A Classification-based Approach for Approximate Reachability
This work addresses efficiency and applicability issues in safety verification for nonlinear systems, though it is incremental as it builds on existing reachability methods.
The authors tackled the computational complexity of Hamilton-Jacobi reachability analysis for control-affine systems by developing a method that learns controllers as binary classifiers instead of storing value functions, demonstrating its utility on examples like a quadrotor navigation task.

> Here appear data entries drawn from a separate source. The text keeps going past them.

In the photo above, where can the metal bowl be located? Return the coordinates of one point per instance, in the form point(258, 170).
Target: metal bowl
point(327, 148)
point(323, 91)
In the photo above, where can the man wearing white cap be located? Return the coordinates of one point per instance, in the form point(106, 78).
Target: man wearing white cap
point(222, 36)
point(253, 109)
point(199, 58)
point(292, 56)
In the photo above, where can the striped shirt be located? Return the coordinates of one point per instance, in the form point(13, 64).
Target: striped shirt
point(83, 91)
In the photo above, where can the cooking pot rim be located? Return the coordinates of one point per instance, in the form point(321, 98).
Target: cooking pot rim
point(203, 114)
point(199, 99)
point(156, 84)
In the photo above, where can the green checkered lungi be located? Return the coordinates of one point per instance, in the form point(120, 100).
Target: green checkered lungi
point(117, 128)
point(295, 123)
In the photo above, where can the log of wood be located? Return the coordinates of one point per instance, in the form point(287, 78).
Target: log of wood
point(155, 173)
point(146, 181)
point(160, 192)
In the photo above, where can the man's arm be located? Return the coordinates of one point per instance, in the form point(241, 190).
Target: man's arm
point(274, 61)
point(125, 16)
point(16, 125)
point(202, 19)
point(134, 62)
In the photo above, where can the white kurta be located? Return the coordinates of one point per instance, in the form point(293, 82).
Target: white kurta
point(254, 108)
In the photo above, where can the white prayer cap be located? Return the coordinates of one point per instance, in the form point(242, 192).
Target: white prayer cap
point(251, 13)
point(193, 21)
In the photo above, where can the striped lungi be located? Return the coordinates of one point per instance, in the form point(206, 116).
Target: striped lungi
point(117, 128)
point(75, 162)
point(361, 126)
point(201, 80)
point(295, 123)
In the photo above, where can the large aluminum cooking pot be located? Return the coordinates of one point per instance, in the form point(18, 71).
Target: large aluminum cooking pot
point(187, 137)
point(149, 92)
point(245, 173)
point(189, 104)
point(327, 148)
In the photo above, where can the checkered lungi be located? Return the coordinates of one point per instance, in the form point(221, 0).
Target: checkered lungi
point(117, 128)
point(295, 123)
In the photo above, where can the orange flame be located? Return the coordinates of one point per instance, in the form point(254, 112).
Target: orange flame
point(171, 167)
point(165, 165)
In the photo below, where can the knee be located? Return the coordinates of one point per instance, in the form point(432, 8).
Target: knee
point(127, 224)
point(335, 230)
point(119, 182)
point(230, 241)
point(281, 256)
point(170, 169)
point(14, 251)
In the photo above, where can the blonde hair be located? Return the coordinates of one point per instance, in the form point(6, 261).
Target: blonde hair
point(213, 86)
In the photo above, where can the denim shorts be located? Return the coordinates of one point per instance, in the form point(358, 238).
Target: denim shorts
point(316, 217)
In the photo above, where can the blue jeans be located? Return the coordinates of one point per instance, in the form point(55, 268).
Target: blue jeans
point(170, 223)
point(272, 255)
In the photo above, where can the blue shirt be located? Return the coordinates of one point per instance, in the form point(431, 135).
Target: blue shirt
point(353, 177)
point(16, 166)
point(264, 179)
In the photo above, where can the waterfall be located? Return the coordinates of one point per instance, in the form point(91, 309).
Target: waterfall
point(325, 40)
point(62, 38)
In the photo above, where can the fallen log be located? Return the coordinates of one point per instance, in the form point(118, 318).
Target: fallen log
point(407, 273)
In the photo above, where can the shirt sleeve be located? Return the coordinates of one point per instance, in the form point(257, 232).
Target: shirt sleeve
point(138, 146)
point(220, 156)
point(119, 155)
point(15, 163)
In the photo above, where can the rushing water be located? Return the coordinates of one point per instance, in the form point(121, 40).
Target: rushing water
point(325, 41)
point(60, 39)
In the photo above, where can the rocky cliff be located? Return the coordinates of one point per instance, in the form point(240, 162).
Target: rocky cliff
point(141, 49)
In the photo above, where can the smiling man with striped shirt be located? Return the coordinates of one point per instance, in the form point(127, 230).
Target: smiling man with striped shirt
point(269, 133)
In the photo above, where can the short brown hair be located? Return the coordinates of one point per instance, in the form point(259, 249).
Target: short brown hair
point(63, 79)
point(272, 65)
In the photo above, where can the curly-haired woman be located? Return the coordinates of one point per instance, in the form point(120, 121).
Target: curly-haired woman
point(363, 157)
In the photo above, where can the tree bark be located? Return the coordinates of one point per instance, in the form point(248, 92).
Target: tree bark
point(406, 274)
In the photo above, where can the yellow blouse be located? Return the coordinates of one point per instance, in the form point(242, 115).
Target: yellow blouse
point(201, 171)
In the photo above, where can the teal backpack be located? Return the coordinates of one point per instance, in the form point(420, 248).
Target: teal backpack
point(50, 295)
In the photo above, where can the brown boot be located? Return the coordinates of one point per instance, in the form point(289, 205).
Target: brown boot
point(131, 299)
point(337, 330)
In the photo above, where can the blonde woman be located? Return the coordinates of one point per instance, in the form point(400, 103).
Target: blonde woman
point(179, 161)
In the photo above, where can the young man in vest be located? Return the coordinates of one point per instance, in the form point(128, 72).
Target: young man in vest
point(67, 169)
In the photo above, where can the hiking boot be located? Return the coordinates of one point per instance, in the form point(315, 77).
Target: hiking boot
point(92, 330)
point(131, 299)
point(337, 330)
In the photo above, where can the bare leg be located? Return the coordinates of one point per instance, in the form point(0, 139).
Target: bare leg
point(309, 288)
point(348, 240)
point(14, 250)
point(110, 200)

Hamilton-Jacobi (HJ) reachability analysis has been developed over the past decades into a widely-applicable tool for determining goal satisfaction and safety verification in nonlinear systems. While HJ reachability can be formulated very generally, computational complexity can be a serious impediment for many systems of practical interest. Much prior work has been devoted to computing approximate solutions to large reachability problems, yet many of these methods may only apply to very restrictive problem classes, do not generate controllers, and/or can be extremely conservative. In this paper, we present a new method for approximating the optimal controller of the HJ reachability problem for control-affine systems. While also a specific problem class, many dynamical systems of interest are, or can be well approximated, by control-affine models. We explicitly avoid storing a representation of the reachability value function, and instead learn a controller as a sequence of simple binary classifiers. We compare our approach to existing grid-based methodologies in HJ reachability and demonstrate its utility on several examples, including a physical quadrotor navigation task.